Antonia Koluiartseva – Foto © Alessandro De Matteis

Den Anfang macht Djamila Polo, die derzeit an der Folkwang-Hochschule Essen studiert, nachdem sie eine erste Ausbildung an der Schule für Tanz, Improvisation und Performance in Freiburg absolvierte. In ihrem Stück An alles, was nie war oder sein wird will sie extreme Körperpositionen und Bilder untersuchen. Hier überzeugt vor allem ihre Armarbeit, die auch in extremer Rückenlage originell wirkt. Ein guter Auftakt, dessen Niveau Elisabeth Kindler-Abali zu halten vermag. Sie studierte an der Palucca-Hochschule für Tanz in Dresden. Heute arbeitet sie als freie Choreografin und Tänzerin und ist die Künstlerische Leiterin von Animi motus. In ihrer Arbeit Quotenfrau überrascht sie am Ende mit einem humorvollen Strip, der lange dauert und garantiert keine moralischen Ansprüche verletzt. Dieser Gefahr begegnet auch Nitsan Margaliot nicht. Der in Israel und Berlin lebende Tänzer, Choreograf und Lehrer verzichtet auf die musikalische Auseinandersetzung in seinem Stück Returning, verlässt sich ganz auf einen stark abgehobenen Überbau, dem man nicht so ganz zu folgen vermag, und beeindruckt vor allem mit flatterhaften Bewegungen, die uns im Laufe des Abends noch einmal in einem anderen Zusammenhang begegnen werden. Julia Berger kommt aus der Sektion Physisches Theater der Folkwang-Hochschule in Essen und wirft bei aller Bedeutung der Hochschule die Frage auf, ob sie mit einem Drittel der Solisten nicht überrepräsentiert ist. In ihrem Stück Suckerpunch überrascht Berger in schwarzer Hose und neongrünem T-Shirt mit manch ungewohnter Bewegung, wenn sie beispielsweise gekonnt von einer Wand gestoppt wird. Leider ist der Text, den sie nach Klaviermusik aus dem Off sprechen lässt, unverständlich, unterstreicht aber die Wirkung ihres Auftritts. Einen ungewöhnlichen Auftritt bietet Philipp Caspari mit Flow My Tears, der eine ebenso ungewöhnliche Ausbildung hinter sich hat. Die Kirchenmalerei hat er in Bayern erlernt, den Gesang in Salzburg und beim Tanz lernt er immer noch. In seinem Stück kombiniert er den Tanz mit Gesang. Das kann natürlich nicht gut gehen, und das kostet Caspari voll aus. Zwischen den Stimmfächern Countertenor und Bariton zeigt er, was mit der Stimme unter extremer körperlicher Bewegung alles schiefgehen kann.

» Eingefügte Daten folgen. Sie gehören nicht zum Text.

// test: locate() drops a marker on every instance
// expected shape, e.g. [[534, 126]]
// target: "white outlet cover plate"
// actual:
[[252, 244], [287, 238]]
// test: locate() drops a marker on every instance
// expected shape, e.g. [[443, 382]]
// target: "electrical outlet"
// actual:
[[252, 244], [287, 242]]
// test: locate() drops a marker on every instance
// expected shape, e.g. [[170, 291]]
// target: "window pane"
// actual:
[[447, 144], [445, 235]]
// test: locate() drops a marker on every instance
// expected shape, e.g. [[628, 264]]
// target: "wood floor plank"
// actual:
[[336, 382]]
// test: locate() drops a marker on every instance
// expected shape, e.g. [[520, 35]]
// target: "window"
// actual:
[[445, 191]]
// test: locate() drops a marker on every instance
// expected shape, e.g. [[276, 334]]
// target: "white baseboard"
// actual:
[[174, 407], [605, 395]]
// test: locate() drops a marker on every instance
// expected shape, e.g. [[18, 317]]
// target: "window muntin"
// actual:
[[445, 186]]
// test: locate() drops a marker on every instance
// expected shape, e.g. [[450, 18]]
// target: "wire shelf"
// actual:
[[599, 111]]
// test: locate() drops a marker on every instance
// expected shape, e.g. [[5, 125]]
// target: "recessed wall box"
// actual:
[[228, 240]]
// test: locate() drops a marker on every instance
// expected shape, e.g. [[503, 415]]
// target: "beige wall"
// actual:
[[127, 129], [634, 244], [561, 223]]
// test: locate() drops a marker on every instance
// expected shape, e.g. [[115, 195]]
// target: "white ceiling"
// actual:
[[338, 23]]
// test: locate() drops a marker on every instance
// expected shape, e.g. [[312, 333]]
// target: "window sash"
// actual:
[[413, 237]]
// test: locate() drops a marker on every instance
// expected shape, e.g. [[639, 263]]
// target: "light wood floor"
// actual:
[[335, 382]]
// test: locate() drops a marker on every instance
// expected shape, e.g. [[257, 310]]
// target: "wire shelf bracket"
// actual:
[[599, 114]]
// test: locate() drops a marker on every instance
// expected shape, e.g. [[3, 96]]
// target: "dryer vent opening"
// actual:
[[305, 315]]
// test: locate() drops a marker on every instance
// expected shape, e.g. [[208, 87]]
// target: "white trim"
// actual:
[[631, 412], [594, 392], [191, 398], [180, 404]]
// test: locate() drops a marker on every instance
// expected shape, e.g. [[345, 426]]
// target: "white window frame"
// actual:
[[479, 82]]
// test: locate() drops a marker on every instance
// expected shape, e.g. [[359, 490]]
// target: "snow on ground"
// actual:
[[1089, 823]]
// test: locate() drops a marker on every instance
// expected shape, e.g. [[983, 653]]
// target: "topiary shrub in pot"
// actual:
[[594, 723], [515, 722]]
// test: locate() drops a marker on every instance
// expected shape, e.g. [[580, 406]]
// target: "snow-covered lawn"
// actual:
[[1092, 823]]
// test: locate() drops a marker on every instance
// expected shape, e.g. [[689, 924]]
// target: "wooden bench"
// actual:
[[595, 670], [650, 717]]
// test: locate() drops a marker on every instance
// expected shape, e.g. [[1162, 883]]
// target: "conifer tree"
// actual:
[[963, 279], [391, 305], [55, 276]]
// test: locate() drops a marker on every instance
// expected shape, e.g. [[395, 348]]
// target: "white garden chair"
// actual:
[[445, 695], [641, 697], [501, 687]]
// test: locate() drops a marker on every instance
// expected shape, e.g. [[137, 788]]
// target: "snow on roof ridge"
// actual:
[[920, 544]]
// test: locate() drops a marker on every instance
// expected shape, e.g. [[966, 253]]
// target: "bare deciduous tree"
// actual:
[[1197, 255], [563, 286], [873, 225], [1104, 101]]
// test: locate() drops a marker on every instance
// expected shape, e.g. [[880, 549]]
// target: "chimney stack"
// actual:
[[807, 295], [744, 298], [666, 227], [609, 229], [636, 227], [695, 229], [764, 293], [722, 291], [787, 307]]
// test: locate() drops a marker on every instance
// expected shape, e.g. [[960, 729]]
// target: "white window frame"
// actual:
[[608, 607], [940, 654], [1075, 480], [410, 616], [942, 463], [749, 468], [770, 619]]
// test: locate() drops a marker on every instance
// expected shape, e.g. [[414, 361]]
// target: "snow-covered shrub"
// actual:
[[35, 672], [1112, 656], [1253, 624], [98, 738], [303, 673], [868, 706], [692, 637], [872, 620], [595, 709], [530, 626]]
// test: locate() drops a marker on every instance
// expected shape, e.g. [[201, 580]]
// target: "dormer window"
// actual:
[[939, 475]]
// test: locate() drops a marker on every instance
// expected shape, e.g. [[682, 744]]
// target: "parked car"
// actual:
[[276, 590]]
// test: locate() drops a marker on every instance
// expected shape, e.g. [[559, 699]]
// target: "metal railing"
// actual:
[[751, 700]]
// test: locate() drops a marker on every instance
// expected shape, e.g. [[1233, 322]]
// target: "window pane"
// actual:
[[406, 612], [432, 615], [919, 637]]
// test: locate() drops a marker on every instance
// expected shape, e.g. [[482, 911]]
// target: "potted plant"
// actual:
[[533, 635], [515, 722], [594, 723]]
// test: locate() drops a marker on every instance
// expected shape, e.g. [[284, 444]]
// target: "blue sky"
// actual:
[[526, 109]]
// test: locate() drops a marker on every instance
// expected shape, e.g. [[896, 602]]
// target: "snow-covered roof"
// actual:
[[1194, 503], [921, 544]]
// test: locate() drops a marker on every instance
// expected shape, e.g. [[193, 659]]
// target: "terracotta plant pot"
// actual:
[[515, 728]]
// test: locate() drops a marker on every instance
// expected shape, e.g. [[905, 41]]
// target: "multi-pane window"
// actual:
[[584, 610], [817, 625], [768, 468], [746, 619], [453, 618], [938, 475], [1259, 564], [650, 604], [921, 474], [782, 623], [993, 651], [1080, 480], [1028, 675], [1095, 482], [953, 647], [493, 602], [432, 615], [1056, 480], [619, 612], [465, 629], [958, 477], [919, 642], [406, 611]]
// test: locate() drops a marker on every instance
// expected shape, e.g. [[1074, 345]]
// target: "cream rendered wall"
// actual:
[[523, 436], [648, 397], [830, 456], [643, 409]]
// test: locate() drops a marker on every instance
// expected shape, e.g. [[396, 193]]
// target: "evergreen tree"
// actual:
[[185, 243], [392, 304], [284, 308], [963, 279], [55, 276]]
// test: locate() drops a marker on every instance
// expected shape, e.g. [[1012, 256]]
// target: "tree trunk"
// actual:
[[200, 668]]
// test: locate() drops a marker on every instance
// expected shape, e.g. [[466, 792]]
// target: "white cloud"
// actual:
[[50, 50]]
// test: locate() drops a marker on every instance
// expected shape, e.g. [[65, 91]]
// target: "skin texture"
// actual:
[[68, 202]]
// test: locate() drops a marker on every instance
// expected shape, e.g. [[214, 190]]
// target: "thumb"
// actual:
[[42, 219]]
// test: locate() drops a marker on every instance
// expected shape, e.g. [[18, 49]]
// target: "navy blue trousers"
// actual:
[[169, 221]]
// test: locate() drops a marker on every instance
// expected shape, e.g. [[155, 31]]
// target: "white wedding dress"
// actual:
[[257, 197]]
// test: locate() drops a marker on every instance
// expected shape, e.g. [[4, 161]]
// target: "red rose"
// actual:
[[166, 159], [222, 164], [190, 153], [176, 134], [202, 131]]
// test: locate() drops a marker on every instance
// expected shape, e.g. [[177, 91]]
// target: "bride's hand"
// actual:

Azizè Flittner hat die Moderation übernommen. In erfrischend kurzen Anmoderationen, wenngleich ideologisch verbrämt mit Pseudo-Gender-Ansprache, gibt sie kurze Hinweise auf die Deutung des Geschehens und stellt den Künstler vor. Das ist informativ. Und wenn sie die zu hörenden Texte kurz erklärt, wünschte man sich, dass das bei allen Stücken so wäre. Abgesehen von den sprachlichen Entgleisungen, erledigt sie einen guten Job. Und so finden nach ihren Anweisungen auch alle Besucher geordnet in die halbstündige Pause.

Djamila Polo – Foto © Alessandro De Matteis

Alina Reißmann kommt von der Musikhochschule Köln und präsentiert ihr Stück testa|mōne zu einem Gedicht von Sekou Sundiata mit dem Titel Shout out. Da heißt es posieren – schreiten – posieren. Was vom Bewegungsmaterial eigentlich funktioniert, bleibt ein wenig im olivgrünen Sackgewand hängen. Eindrucksvoller ist da schon, was Eliane Roumie aus Griechenland abliefert. Unter dem Titel Übergang erzählt die Tänzerin, die in Athen und Brüssel ihr Handwerk gelernt hat, die Lebensgeschichte ihres syrischen Vaters, der für die Liebe seines Lebens nach Athen ging und sich am Ende seiner Geschichte nach Syrien zurücksehnt, um seiner Familie nahe zu sein. Mit kraftvollen Posen und eingespielten O-Tönen des Vaters entsteht ein glaubhaftes Werk, das nachhaltigen Eindruck hinterlässt. Antonia Koluiartseva fragt sich, ob die Liebe überbewertet wird. Und das gelingt ihr mit No Love Solo ausgesprochen gut. Mit schwarzen Lederhosen, schwarzem T-Shirt und schwarzen Lackschuhen ist die russische Choreografin, die derzeit an ihrem Master an der Folkwang-Hochschule Essen arbeitet, die eindeutig erotischste Erscheinung des Abends. Wohin auch immer sie ihre Herzen mit Lippenstift malt, es stellt die Liebe in ihrer Wertigkeit in Frage. Beim letzten Beitrag des Abends stellt sich ernsthaft die Frage nach dem Überbau. „Das Stück, das sich mit den geschlechtsspezifischen Erwartungen in der normativen Gesellschaft befasst, hinterfragt das politische Bewusstsein für Vielfalt und Sexualität“. Kinders! Da macht einer ein schönes, einfallsreiches Stück über Hühner. Ist originell mit Zellophan-Folie eingekleidet, die sich federngleich vom Hals löst, seine Bewegungssprache ist originell, macht Spaß und letztlich ist das Mini-Make-up lustig.  Dazu kommt eine passende akustische Untermalung. Ist doch alles gut. Manchmal ist man die kontextuale Überzeichnung auch einfach leid. Mit Living in Capslock liefert Mikkel Alexander tøttrup einfach eine überzeugende, unterhaltsame, leichte Arbeit ab, die allemal preisverdächtig ist.

Die Jury, bestehend aus Ildikó Mándy, Künstlerin aus Ungarn, Jens Curtis, einem deutsch-amerikanischen Choreografen, und Britta Lieberknecht, Choreografin aus Deutschland, hat jetzt über die Preisträger zu entscheiden, nachdem das Publikum sein Votum abgegeben hat. Die Entscheidung wird der Jury nicht leichtfallen, egal, unter welchem Aspekt man die Leistungen beurteilt. Zwei Tage später fällt die Entscheidung: Djamila Polo gewinnt den Publikumspreis und den Preis der besten Nachwuchstänzerin, als besten Tänzer sieht die Jury Nitsan Margaliot und das beste Solo hat nach ihrer Meinung Philipp Caspari abgeliefert.